ADAM bir gökdelenin 70. katından düşmüş. 45. katın hizasına geldiği zaman pencereden bakan biri "Nasıl gidiyor?" diye sormuş. O da yanıtlamış: "Şimdilik fena değil." Cumhurbaşkanı seçimi süreci de şimdilik kazasız cereyan ediyor, hatta iyimserlik uyandıracak açıklamalar yapılıyor. Yine de sorunlu bir devreden geçmemiz ihtimali hiç yok diyemeyiz.
* * *
Bu aşamada en olumsuz tepki ise CHP’den geldi. Abdullah Gül cumhurbaşkanı olursa onunla temaslarını asgariye indirecek, bir nevi boykot uygulayacakmış. Başka yönlerden gelebilecek davranışlara örnek teşkil etmediği sürece CHP’nin tutumunun fazla bir önemi yok.
Ne var ki CHP Genel Başkanı, cumhurbaşkanı adayı ile görüşmeyi bile kabul etmeyerek gerginlik siyasetine odaklanmaya devam edeceğinin işaretini verdi. Diyaloğu dışlayan bir politika anlayışı olabilir mi?
* * *
CHP, AKP içinde, eşi türbanlı başka adaylara karşı olmadığını açıklıyor, hatta bizzat kendisi AKP’li bazı isimler telkin ediyor, fakat Abdullah Gül’ü kabullenemiyor. Burada büyük bir çelişki mevcut. Gül hakkında yalnızca Türk kamuoyunun çoğunluğu değil, fakat uluslararası politik çevreler de genellikle olumlu bir intibaya sahip.

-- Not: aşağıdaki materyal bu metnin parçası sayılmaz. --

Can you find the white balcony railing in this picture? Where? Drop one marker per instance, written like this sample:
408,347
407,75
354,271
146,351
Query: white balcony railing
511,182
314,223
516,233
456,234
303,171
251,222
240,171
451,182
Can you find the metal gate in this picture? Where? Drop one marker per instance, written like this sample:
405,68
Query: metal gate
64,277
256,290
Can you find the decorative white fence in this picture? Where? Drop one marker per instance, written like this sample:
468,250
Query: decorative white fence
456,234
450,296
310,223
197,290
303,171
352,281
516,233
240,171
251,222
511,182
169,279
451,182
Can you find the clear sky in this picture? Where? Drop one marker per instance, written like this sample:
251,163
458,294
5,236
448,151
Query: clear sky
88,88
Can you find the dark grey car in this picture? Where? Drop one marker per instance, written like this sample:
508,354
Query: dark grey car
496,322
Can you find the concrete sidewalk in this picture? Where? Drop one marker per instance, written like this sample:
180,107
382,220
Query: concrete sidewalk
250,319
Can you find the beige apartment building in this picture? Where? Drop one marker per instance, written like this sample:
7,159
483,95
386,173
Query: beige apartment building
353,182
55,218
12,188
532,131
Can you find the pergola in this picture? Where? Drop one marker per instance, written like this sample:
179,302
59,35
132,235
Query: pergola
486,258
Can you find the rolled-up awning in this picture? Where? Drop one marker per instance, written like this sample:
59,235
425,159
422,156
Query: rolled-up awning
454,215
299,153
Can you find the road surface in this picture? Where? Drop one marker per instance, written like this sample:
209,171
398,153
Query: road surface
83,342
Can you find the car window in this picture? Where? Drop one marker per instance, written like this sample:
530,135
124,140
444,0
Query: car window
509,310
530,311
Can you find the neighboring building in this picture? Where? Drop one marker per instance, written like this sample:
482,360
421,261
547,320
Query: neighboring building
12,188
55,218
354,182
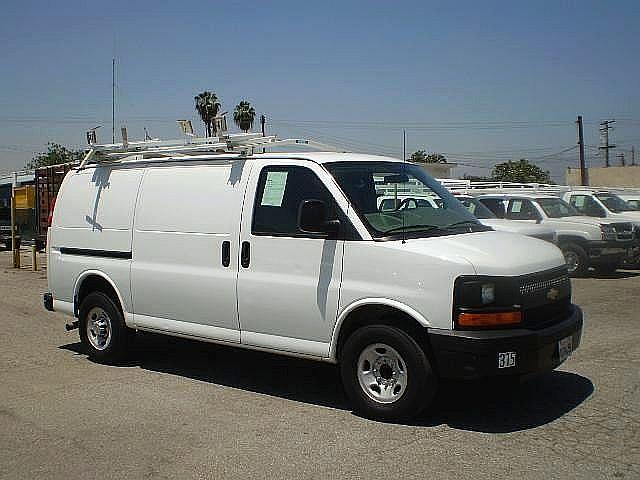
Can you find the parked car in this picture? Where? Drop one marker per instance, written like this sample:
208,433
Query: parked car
606,204
585,241
487,217
290,254
633,200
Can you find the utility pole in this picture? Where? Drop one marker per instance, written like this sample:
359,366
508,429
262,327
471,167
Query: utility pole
583,171
604,132
14,241
404,145
113,100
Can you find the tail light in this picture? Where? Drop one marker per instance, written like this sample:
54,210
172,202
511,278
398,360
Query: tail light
50,217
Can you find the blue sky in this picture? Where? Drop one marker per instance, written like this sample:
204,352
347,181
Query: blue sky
481,81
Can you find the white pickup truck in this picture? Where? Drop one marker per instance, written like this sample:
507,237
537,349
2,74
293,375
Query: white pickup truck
586,242
387,203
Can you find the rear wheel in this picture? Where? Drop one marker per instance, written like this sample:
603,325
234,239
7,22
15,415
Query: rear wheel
576,259
386,374
102,328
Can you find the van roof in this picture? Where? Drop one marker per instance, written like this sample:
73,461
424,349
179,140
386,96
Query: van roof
531,195
317,157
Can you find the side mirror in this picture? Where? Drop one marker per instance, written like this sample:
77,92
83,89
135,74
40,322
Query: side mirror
312,218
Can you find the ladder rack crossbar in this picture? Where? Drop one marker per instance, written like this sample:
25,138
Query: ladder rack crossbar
243,144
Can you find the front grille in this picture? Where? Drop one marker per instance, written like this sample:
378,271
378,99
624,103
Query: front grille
545,297
624,231
535,285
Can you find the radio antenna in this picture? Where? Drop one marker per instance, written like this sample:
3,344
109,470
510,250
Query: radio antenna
404,173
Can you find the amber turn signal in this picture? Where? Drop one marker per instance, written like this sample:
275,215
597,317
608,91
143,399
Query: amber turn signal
493,319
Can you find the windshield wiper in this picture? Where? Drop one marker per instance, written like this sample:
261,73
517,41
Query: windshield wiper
466,223
420,227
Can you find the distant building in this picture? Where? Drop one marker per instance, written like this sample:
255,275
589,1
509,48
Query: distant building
438,170
628,176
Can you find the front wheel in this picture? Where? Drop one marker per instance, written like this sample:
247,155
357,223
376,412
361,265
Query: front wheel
576,259
606,268
386,374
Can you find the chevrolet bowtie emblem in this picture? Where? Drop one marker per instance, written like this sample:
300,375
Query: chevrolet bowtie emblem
553,294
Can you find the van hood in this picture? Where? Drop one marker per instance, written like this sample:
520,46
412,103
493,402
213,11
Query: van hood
523,228
584,220
490,253
631,216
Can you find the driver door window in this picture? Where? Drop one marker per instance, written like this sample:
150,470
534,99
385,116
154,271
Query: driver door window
587,206
522,209
280,192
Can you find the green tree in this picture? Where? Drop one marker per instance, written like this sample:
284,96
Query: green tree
207,106
244,115
421,156
520,171
55,155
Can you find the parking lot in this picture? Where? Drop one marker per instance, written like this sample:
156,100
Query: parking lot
181,409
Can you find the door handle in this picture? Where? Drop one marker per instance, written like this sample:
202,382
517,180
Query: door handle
245,254
226,253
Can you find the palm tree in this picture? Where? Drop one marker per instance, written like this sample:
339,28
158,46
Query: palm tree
207,106
243,116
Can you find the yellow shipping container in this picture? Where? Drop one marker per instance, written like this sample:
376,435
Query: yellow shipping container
25,197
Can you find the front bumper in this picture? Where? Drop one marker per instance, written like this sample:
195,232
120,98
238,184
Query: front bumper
474,354
609,250
47,300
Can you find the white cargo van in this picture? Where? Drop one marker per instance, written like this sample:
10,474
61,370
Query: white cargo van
289,253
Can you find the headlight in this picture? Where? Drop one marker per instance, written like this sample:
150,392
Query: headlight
485,302
488,293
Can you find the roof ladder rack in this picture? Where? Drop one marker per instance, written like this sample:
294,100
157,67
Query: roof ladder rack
241,143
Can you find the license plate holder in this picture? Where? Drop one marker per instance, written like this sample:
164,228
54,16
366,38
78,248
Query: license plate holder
506,359
565,348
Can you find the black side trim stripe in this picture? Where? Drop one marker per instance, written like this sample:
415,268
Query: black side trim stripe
87,252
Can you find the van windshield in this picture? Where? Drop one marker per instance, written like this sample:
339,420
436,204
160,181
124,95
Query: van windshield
476,208
613,202
557,208
397,199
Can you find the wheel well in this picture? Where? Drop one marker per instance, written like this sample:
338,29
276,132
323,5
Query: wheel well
95,283
381,315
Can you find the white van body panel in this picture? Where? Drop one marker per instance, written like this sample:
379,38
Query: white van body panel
184,214
420,273
511,226
94,211
288,297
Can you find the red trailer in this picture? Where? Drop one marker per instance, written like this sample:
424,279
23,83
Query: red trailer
48,181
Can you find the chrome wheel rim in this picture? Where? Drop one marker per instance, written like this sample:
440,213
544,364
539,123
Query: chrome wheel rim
382,373
98,328
572,260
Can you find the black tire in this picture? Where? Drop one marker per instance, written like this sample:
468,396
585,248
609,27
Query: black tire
571,251
421,382
115,348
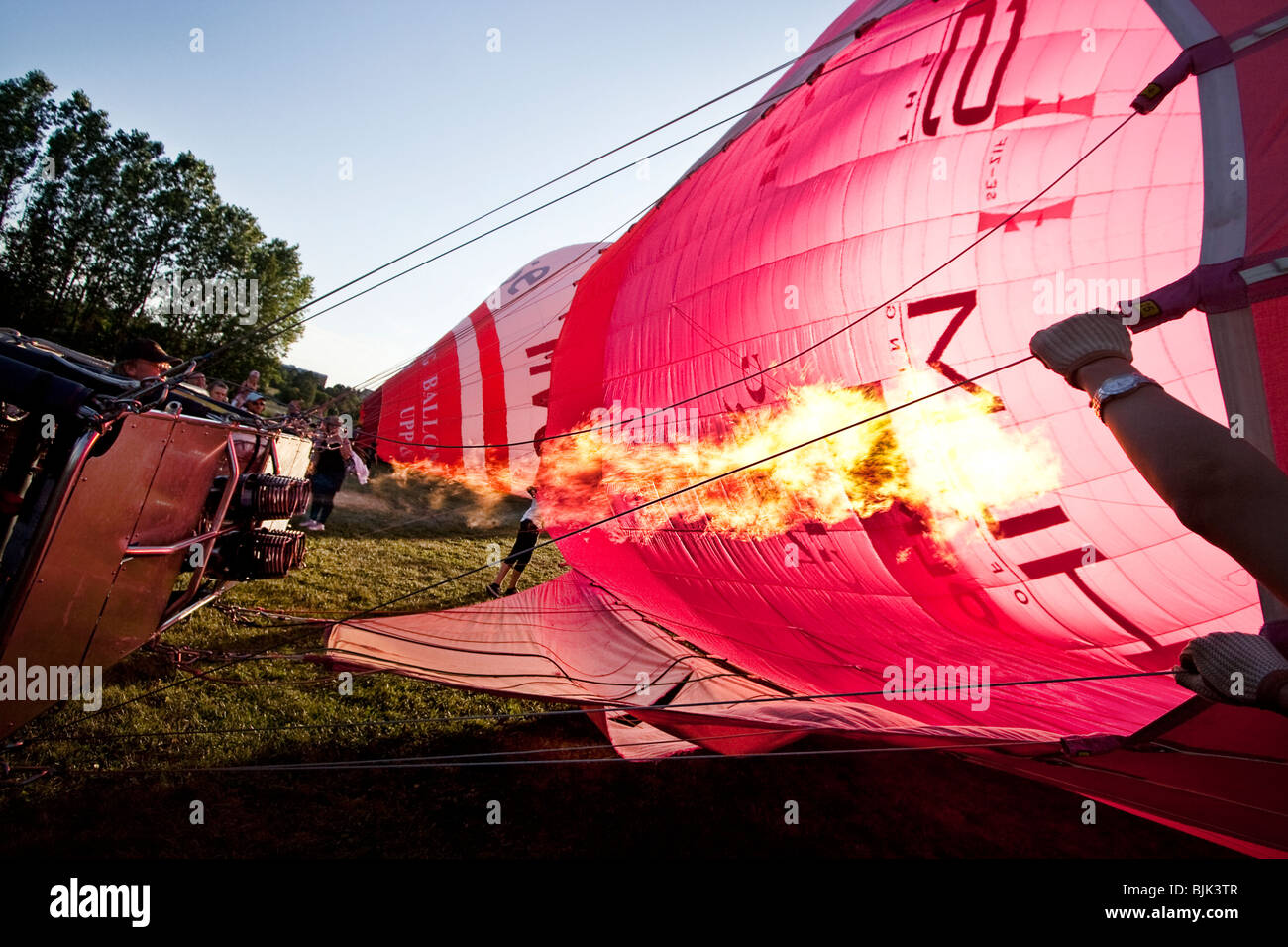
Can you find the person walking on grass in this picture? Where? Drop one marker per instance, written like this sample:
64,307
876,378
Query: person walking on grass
333,459
513,565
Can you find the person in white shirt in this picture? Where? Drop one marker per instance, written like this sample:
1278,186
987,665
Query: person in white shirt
513,565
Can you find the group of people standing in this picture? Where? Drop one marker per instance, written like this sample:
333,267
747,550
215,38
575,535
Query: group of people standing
334,457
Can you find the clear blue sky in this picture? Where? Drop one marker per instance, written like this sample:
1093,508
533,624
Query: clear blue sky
438,129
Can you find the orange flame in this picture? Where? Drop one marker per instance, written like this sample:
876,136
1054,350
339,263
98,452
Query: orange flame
948,457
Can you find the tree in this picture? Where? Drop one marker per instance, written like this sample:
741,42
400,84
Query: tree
98,226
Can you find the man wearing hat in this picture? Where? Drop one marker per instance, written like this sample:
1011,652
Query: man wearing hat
142,360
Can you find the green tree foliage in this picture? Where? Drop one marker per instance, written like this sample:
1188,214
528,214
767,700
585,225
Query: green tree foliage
95,224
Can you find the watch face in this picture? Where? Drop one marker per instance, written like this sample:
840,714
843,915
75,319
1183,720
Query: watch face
1120,385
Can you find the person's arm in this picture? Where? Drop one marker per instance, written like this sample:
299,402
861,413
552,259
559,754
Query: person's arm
1222,487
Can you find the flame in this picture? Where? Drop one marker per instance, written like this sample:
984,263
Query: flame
948,458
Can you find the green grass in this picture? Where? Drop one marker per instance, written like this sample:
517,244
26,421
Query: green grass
389,540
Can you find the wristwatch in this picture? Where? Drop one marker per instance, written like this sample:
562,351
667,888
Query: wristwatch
1117,386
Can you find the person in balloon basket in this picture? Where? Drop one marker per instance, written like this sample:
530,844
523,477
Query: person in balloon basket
513,565
333,459
1219,486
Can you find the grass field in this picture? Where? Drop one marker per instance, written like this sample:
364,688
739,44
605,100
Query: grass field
124,783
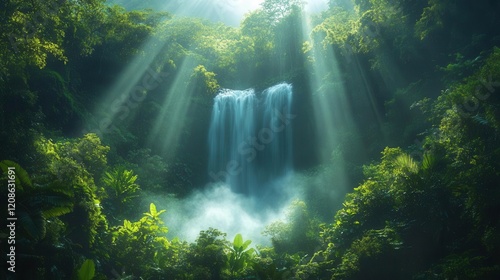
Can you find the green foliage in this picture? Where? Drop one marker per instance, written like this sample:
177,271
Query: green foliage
239,256
73,165
87,270
36,203
120,184
205,80
298,234
135,245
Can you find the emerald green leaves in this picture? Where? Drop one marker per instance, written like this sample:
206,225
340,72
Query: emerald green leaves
120,184
240,256
87,270
153,214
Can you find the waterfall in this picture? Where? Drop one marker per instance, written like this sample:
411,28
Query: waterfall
250,140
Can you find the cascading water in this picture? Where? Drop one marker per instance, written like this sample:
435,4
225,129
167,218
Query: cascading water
250,144
277,160
232,123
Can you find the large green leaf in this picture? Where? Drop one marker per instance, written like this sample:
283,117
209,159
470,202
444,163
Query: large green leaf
245,244
238,241
22,177
87,270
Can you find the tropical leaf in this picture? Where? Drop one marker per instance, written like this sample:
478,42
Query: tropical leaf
405,162
428,161
22,177
238,241
87,270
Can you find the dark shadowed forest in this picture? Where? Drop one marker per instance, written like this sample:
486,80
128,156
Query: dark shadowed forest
354,139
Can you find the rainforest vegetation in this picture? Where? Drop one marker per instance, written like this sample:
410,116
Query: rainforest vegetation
103,107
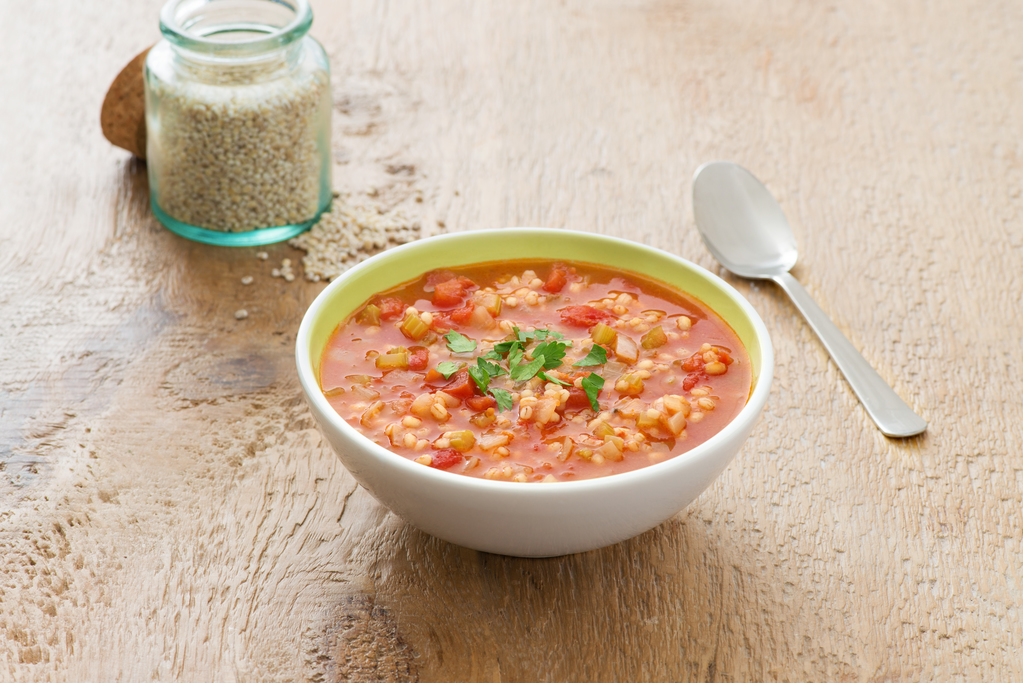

Gül’ün daha önceki yıllarda söylediklerini bugün kendisine karşı kullanmak da doğru olmaz. Fikir değiştirebilmek bir erdemdir. Değiştirmeyenlerin ne halde olduklarını görüyoruz.
* * *
Gül lehindeki bütün savlara rağmen, AKP’nin, bugünkü koşullar ve duyarlılıklar ışığında, cumhurbaşkanlığı için oydaşma ortaya çıkarabilecek bir ismi ileri sürmesi isabetli olurdu. Türkiye’de bugünkü siyasi kültür ortamında sembollerin büyük rolü inkár edilemez. Türban tartışması neredeyse Bizans devrinde iki yüzyıl süren "ikon caizdir-ikon yasaklanmalıdır" kavgasını hatırlatıyor. Bu kilitlenmeyi aşmamız uzun zaman alacak.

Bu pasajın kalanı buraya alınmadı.